Avant-propos – Explorer le récif : L’autrice explique les objectifs de ce livre, gravitant autour des injustices créées par la crise climatique et des changements qui permettraient d’y mettre fin.

Première partie – Où en sommes-nous?

1. Les jeunes se mobilisent : Plus de 2000 manifestations dans 125 pays ont eu lieu en mars 2019 dans le cadre le la grève étudiante pour le climat. Ces jeunes l’ont fait pour l’avenir de la vie sur la planète, mais aussi pour changer la situation actuelle. L’autrice raconte comment Greta Thunberg en est venue à initier ce mouvement quand elle avait 15 ans en faisant la grève de l’école tous les vendredis pour manifester devant le parlement suédois, au début seule, puis rapidement accompagnée par de plus en plus de jeunes et enfin invitée un peu partout dans le monde pour transmettre son message, permettant à des jeunes de partout de joindre ce mouvement.
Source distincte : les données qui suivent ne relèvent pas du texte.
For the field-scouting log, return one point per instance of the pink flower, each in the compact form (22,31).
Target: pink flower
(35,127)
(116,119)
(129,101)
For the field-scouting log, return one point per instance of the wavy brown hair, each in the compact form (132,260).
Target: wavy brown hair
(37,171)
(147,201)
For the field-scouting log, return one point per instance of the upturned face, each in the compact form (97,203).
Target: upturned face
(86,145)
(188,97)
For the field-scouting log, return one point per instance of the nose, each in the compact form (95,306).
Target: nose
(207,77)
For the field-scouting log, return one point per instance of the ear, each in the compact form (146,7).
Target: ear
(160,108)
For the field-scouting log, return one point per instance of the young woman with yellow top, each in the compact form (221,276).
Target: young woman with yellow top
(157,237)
2. Les chauffe-planète : De nouveaux records liés au réchauffement climatique sont établis plusieurs fois par année : fonte des glaciers, canicules, feux de forêt, inondations, sécheresses, tornades, ouragans, etc. Tout cela est catastrophique, mais «il s’agit aussi d’un appel à l’action pour le climat». La Terre a déjà connu des périodes plus chaudes entre des ères glaciaires, mais c’est la première fois qu’une telle période est causée par un être vivant. L’autrice aborde ensuite :

  • les méthodes de prévisions du climat par les scientifiques et leurs principaux résultats;
  • les points de bascule et les boucles de rétroaction;
  • les effets bien différents entre un réchauffement de 1,5 degrés et de 2 degrés ou plus (y compris pour la faune et la flore);
  • les gaz qui contribuent au réchauffement climatique et les mesures à prendre pour le limiter.
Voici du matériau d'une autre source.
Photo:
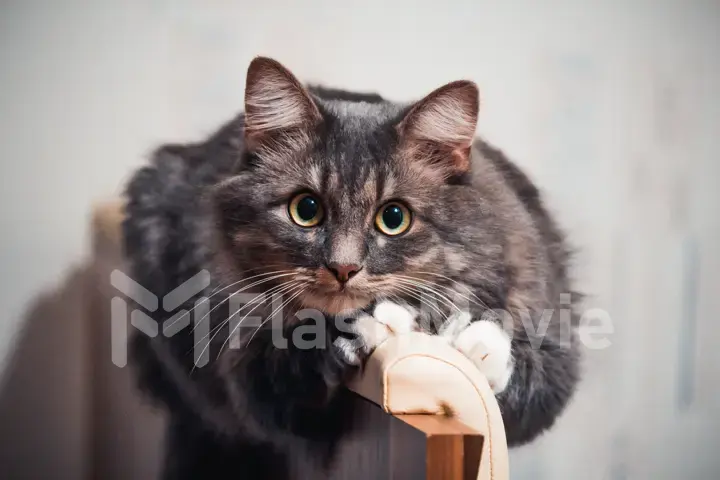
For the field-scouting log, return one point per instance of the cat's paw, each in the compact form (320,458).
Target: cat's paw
(387,319)
(486,344)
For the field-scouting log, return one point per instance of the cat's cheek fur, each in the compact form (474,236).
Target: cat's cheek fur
(487,345)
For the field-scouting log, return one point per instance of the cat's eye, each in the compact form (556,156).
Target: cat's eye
(306,210)
(393,218)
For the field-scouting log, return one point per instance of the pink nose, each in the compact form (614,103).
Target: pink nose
(344,272)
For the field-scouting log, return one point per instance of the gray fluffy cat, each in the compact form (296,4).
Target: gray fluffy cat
(385,218)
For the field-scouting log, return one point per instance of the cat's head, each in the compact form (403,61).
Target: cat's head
(342,202)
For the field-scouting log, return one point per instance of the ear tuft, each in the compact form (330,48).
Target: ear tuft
(440,128)
(275,101)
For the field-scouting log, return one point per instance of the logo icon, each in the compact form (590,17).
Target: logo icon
(144,321)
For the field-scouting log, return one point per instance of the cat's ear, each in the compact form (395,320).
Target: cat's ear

3. Le climat et la justice : Les conséquences du réchauffement climatique sont loin d’être égales pour tout le monde. L’autrice en donne des exemples avec les conséquences de l’ouragan Katrina et considère que ce sont les décisions gouvernementales néolibérales des années précédentes et les nominations partisanes qui sont les principales responsables de l’ampleur des dégâts qui ont touché surtout les plus pauvres et les Noir.es. Elle donne ensuite un exemple de résistance contre l’exploitation d’une mine de charbon qui a réussi, montrant que la mobilisation peut apporter de bons résultats. Puis, elle explique que l’extraction de l’énergie fossile comporte bien d’autres dangers que le réchauffement climatique, donnant notamment en exemple la catastrophe de LacMégantic en 2013. Elle poursuit en soulignant d’autres effets du réchauffement climatique, dont la montée de l’écofascisme contre les réfugié.es du climat, pourtant victimes des émissions de gaz à effet de serre (GES) des pays riches. Plutôt que d’être rejetées, ces personnes auraient en fait droit à des compensations des pays riches qui devraient reconnaître la dette climatique qu’ils ont envers les populations les plus pauvres de la planète. Mais, ils ne le font pas…

Deuxième partie – Comment en sommes-nous arrivés là?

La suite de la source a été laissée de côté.